GPR158 in pyramidal neurons mediates social novelty behavior via modulating synaptic transmission in male mice

Impairment in social communication skills is a hallmark feature of autism spectrum disorder (ASD). The role of G-protein coupled receptor 158 (GPR158) in ASD remains largely unexplored. In this study, we observed both constitutive and cell/tissue-specific knockouts of Gpr158 in pyramidal neurons or medial prefrontal cortex (mPFC) result in impaired novelty preference, while sociability remains unaffected in male mice.

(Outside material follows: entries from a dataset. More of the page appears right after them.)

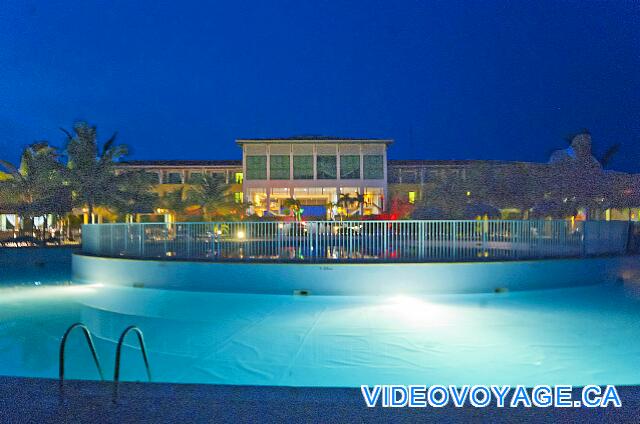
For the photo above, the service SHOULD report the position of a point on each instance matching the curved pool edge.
(352, 278)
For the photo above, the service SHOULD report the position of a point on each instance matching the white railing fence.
(357, 240)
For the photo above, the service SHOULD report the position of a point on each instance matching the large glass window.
(174, 178)
(373, 167)
(350, 167)
(154, 176)
(256, 167)
(326, 167)
(279, 167)
(303, 167)
(195, 177)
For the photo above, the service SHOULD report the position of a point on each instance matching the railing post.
(584, 238)
(455, 240)
(142, 240)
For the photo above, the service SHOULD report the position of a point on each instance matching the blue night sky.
(447, 80)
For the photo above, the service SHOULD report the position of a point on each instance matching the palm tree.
(211, 194)
(92, 173)
(37, 186)
(173, 202)
(294, 206)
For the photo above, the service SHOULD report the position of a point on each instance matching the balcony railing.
(328, 241)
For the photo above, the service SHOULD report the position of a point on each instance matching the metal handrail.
(329, 241)
(116, 372)
(63, 343)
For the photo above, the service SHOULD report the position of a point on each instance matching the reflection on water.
(577, 336)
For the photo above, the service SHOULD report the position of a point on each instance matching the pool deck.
(24, 400)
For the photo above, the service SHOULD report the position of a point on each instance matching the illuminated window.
(279, 167)
(303, 167)
(154, 176)
(373, 167)
(326, 167)
(174, 178)
(195, 177)
(256, 167)
(350, 167)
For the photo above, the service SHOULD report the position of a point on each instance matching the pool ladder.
(96, 360)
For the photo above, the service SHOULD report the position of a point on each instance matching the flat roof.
(463, 162)
(314, 138)
(181, 163)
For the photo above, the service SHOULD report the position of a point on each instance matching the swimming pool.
(580, 335)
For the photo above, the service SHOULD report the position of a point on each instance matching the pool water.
(584, 335)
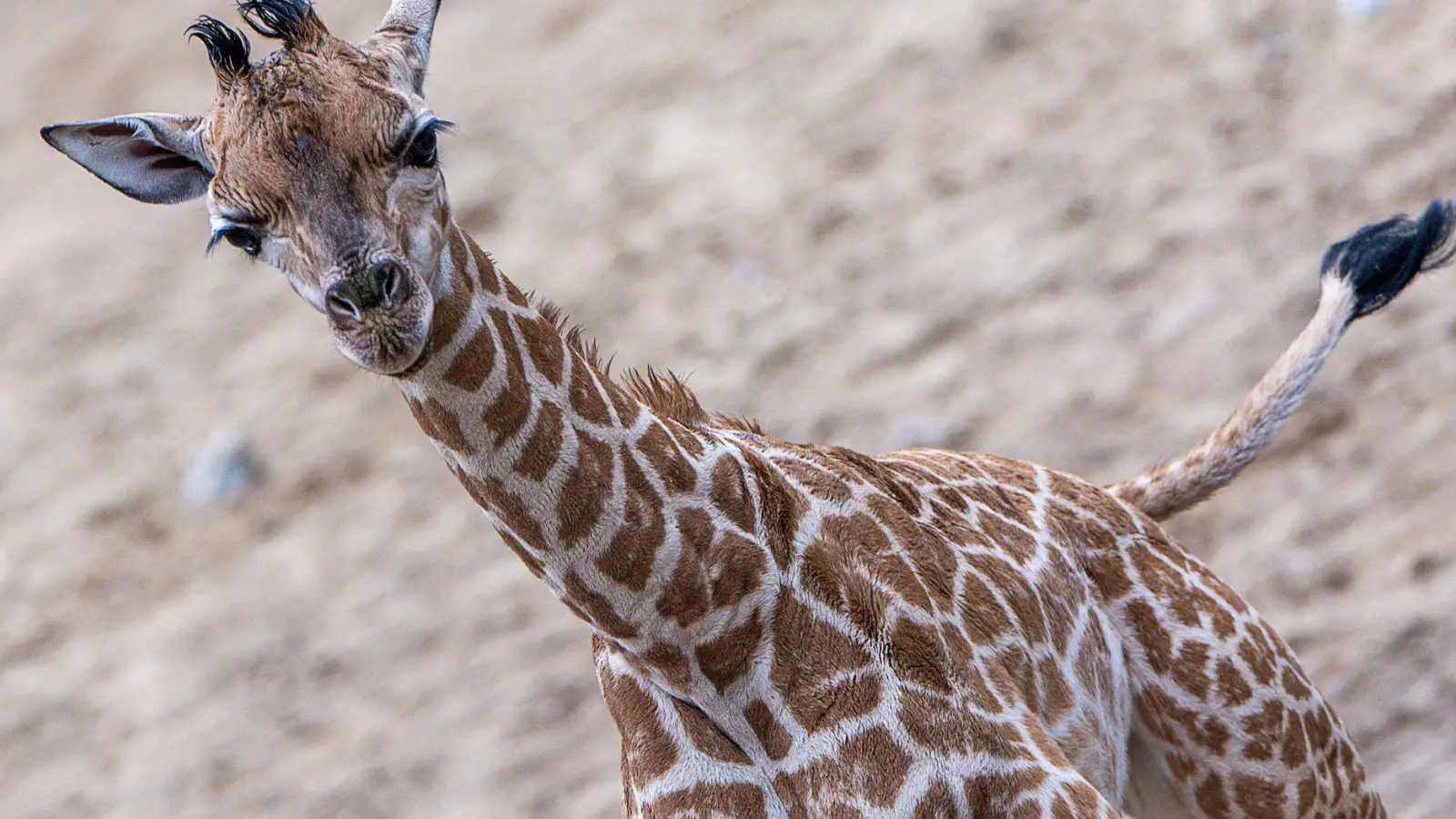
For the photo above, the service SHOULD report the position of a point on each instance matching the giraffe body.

Notably, loss of GPR158 leads to a significant decline in excitatory synaptic transmission, characterized by the reduction in glutamate vesicles, as well as the expression and phosphorylation of GluN2B in the mPFC. We successfully rescue the phenotype of social novelty deficits either by reintroducing GPR158 in the mPFC of Gpr158 deficient mice or by chemogenetic activation of pyramidal neurons where Gpr158 is specifically ablated. Our findings indicate that GPR158 in pyramidal neurons plays a specific role in modulating social novelty, and may represent a potential target for treating social disorder. To elucidate the molecular basis underlying glutamate vesicle shortage induced by loss of glutamatergic GPR158, we conducted RNA-sequencing analysis in the mPFC tissues from CamK2A-Cre;Gpr158fl/fl (CaKO) and Gpr158fl/fl control mice (4 mice each group). Total RNA was extracted from the mPFC of adult male CaKO mice and the littermate Gpr158fl/fl controls with Tripure Isolation Reagent (Roche, Germany). RNA-sequencing analysis was carried out using the Illumina NovaSeq 6000 platform (Novogene, China). Paired-end clean reads were aligned to the mouse reference genome (Ensemble_GRCm38.90) with TopHat (version 2.0.12), and HTSeq-count (version 0.6.1) was used to quantify the mRNA levels.